Sunday dawned fairly well. Following a conversation with Grace and Mike (Carolyn’s flatmate and her boyfriend) we’d decided to do brunch, which it turns out in NYC is all you can drink! Now, being an Englishman who remembers (although not personally) the experiment with that concept in an Oldham club, and the subsequent media shitstorm, I can still barely belive such a thing is legal (actually apparently it’s not, but brunch has a vague exception…) Anyway, we headed for some fancy brekkie, with literally gallons of bucks fizz…it was good, but god did we drink…
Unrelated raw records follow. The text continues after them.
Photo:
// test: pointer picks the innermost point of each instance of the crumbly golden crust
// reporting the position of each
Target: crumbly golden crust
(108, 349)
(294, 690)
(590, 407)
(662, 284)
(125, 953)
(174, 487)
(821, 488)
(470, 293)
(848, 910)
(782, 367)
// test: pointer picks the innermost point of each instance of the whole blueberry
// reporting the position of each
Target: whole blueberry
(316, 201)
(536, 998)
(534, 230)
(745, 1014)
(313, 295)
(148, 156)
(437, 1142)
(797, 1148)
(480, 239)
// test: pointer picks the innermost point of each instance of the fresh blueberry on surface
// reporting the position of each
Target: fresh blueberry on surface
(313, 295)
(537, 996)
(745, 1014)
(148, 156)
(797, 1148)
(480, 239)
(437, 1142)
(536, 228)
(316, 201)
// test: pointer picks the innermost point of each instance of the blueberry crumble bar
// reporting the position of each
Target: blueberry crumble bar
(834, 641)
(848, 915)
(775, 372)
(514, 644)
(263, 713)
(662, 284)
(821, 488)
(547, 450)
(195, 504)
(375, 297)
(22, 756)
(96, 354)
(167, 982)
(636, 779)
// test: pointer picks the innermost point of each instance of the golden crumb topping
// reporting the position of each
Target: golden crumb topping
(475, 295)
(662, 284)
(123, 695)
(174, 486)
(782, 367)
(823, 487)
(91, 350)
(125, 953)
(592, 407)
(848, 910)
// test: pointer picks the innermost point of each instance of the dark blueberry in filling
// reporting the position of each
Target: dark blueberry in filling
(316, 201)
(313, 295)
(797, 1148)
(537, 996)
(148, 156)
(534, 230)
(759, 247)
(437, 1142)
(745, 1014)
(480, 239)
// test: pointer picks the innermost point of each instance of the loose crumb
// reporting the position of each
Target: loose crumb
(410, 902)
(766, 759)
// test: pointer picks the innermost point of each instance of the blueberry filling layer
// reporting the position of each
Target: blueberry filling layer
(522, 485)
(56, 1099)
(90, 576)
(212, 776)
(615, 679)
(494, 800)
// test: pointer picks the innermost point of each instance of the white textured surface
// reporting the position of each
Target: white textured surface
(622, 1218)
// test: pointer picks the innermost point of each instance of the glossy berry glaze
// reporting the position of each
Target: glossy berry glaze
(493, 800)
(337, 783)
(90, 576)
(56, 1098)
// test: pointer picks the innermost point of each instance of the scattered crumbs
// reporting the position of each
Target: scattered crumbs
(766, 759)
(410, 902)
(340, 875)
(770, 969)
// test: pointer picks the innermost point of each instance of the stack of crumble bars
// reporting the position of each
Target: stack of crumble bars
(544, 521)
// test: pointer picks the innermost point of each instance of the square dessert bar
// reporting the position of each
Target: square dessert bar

After that we started wandering about, but with me being a spot hop-along with my cripple ankle, I couldn’t keep up when drunk Carolyn decided to go running around Manhattan. Once she’d disappeared from sight, I found myself a decent pub and settled in, waiting for her to call me back. This continued through two or three pubs (the first one cut us off once she arrived, probably quite rightly too!), but eventually we settled into a bit of day drinking. We crashed out around half 9 [that’s bollocks, Carolyn decided she was done around 9, hailed a cab and we headed home…at half 9 she went to bed – tired Carolyn is a bit of a pain in the arse!].
It was awesome.
The early seeds of a new trip to Morocco next year also came up, and maybe even cooler, a trip to Rwanda the year after that. But those will both have to wait – Carolyn is a truly anal planner, however I am not. My next trip is to Iceland in June with my parents, and I have little in mind beyond that at the minute. But as long as my backpack lasts, and I know where my towel is, there will be a trip to somewhere in the back of my mind (or two, or three). And they will all happen, eventually.